Светлый фон

Юлий, что сидел рядом, лишь криво ухмыльнулся и пожал плечами, не способный отозваться на то, что видит, даже малейшим замечанием.

Нужно было отвернуться. Скорей отвернуться. Но Золотинка глядела распахнутыми глазами, как в столбняке.

— Это кто? — прошептала она, не понимая, зачем нужно ей знать кто.

— Милава, — ответил, как огрызнулся, Юлий.

И еще одно, не одно — мучительную череду мгновений спустя, когда те двое, что стонали в объятиях, не замечая онемевших свидетелей, начали валиться на покрытый ковром пол, Юлий сказал делано небрежным и жалким оттого голосом:

— Может, кончим на этом?

— Не знаю, как это сделать, — с какой-то униженной поспешностью отозвалась Золотинка. — Я открыла наши души… Теперь не закрыть.

Словно опомнившись, она резко опустила голову на грудь и зажмурилась. Но не могла не слышать, как шуршат одежды, с шорохом скользит шелк, раздаются подавленные вздохи, невнятные, затонувшие в похоти слова.

Юлий — тот, что на скале, — цедил неразборчивые ругательства и раскачивался, отмахивая кулаком, словно испытывал необоримое побуждение броситься на соперника — на самого себя — того что копался сейчас в завязках, пуговках и застежках сомлевшей женщины.

А Золотинка едва жила, оглушенная до такого мучительного сердцебиения, что должна была упереться в землю и шевелить плечами, чтобы высвободить из тенет сердце.

Раздавленная, она поползла от края пропасти прочь и непонятно как — по ошибке или по извращенной потребности мучаться — вскинула невольно глаза. И то, что увидела: голый зад, раскинутые ноги — заставило ее вскрикнуть, без звука разевая рот… Кинулась ничком на скалу.

«Скорее, скорее, скорее… прекратите… я не могу», — дрожала она в беспамятстве и все вскидывала плечи, чтобы не зашлось, не остановилось схваченное клещами сердце.

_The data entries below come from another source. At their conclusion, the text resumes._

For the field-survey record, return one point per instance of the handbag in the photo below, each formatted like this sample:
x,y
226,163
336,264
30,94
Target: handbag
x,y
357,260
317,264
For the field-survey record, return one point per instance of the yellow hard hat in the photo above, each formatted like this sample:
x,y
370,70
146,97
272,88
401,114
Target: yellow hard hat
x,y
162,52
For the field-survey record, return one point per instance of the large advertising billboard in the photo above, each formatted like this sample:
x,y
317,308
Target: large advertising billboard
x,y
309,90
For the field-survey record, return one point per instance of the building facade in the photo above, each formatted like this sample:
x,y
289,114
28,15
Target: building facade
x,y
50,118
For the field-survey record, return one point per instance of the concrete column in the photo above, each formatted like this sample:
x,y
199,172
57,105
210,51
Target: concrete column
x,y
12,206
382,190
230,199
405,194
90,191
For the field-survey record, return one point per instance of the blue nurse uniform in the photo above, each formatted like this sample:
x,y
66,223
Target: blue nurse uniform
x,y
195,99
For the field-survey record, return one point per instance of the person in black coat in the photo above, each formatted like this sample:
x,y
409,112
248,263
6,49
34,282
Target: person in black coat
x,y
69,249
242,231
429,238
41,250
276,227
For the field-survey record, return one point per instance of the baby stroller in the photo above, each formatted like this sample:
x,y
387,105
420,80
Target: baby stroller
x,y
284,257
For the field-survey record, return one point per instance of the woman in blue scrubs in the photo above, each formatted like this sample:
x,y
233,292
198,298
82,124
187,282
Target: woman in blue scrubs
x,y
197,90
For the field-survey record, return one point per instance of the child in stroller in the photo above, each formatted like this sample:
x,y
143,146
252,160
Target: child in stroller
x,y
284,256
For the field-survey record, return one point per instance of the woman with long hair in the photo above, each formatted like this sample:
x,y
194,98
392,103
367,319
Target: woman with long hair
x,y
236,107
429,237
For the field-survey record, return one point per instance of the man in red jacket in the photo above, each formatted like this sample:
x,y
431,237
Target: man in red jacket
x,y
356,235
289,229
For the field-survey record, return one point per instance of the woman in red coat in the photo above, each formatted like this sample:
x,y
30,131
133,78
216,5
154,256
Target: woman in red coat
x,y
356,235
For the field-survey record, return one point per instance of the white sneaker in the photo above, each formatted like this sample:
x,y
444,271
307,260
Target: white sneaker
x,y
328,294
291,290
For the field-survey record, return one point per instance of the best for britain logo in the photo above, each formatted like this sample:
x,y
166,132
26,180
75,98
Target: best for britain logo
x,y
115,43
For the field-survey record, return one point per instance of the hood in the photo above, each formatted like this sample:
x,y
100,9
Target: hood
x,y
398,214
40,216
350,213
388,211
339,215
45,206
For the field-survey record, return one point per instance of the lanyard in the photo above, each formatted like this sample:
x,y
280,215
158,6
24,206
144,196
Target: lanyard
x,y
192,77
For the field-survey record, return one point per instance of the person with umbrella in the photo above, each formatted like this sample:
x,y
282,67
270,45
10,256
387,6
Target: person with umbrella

Она не понимала времени, ничего, кроме муки. И когда почувствовала руки Юлия — не поняла. Она не сопротивлялась, потому что не понимала. Он пытался приподнять, она поддалась.

Юлий обнимал ее молча и тихо, они прижимались друг к другу, как испуганные, потерявшиеся в лесу дети.

То, что творилось перед скалой, давно кончилось. Может быть, происходило нечто другое. Может быть, многое успело произойти вокруг, меняясь, а они все сидели, обнявшись, перебирали друг друга руками, чтоб захватить покрепче, — просто держали, ничего не замечая вокруг. Вздыхали, соприкасаясь мокрыми щеками, мешая слезы… благодатные слезы… слабый утешительный дождик посреди засухи. Временами кто-нибудь говорил — несколько случайных, но добрых слов. А целоваться не смели, сторонились они поцелуев, как кощунства. Ничего, кроме братских, исполненных внутренней грусти объятий.